Individualisation. C’est le dogme de l’ère moderne, où l’individu est sacralisé.

Son bonheur et son bien-être : sa mission personnelle majeure.

Tout ce qui entrave de près ou de loin cette course effrénée et utopique est à bannir.

Nous DEVONS être heureux, ou faire semblant si nécessaire.

Les réseaux sociaux fleurent bon la perfection simulée, à coup de filtres photographiques et d’instantanés hors contexte.

Ne parlons pas des magazines, où le culte de l’image atteint son paroxysme depuis des lustres.

Dans notre quête moderne de la perfection, nous rejetons tant consciemment qu’inconsciemment toutes tares.

La misère, la guerre, la mort… Autant de notions quotidiennes que nous solutionnons par l’esquive, à défaut de faire face.

Il est bien plus agréable et distrayant de regarder des vidéos de chatons sur YouTube que d’ouvrir les yeux sur notre société de l’inégalité.

Pouvons-nous blâmer notre voisin ou un président d’une multinationale de donner pour Notre-Dame, alors que leurs yeux ne s’arrêtent jamais sur ce qu’ils ont sous leurs nez ?

Nous sommes tous, à une échelle qui nous est propre, dans un fonctionnement similaire.

Il est là, le syndrome des cathédrales. Dans ce double constat :

  1. Un monument, dans l’imaginaire collectif, c’est l’incarnation de l’immortalité, et donc réciproquement de notre mortalité animale.

  2. L’individualisme à l’excès a conduit à la déshumanisation de la notion de “bien commun”. L’intérêt général se concrétise alors matériellement.
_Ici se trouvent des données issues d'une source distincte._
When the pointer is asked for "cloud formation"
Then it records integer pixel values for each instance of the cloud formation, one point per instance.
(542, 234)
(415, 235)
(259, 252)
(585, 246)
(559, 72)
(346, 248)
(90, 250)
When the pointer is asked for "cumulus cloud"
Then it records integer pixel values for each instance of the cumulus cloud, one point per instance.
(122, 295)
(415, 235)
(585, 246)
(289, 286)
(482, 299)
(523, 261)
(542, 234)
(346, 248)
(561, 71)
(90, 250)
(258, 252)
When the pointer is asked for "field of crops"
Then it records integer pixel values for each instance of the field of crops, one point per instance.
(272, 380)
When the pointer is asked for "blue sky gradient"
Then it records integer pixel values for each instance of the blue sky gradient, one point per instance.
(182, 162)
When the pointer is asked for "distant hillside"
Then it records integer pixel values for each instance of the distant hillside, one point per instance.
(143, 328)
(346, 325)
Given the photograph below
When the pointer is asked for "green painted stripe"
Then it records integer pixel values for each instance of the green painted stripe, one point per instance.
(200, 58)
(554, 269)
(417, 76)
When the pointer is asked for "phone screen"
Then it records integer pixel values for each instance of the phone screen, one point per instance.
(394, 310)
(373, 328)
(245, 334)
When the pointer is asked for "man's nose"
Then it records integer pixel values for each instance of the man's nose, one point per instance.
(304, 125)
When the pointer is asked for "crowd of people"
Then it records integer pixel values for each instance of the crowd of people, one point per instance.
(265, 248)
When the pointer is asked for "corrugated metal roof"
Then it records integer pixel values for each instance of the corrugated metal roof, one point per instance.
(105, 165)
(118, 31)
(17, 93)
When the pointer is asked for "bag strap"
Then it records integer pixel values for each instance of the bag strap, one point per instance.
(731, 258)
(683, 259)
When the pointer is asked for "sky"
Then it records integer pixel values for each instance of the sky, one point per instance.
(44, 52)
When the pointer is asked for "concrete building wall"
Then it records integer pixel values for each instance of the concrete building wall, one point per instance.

Qu’il est facile de juger, que l’on soit pour ou contre une idée. Le plus difficile reste toujours de respecter.

Elle doit être là, notre priorité. Se respecter soi et respecter l’Autre, autant que l’on souhaite être soi-même respecté.

Il appartient à chacun de nous de choisir les notes d’un cercle vertueux plutôt que celles d’un vicieux.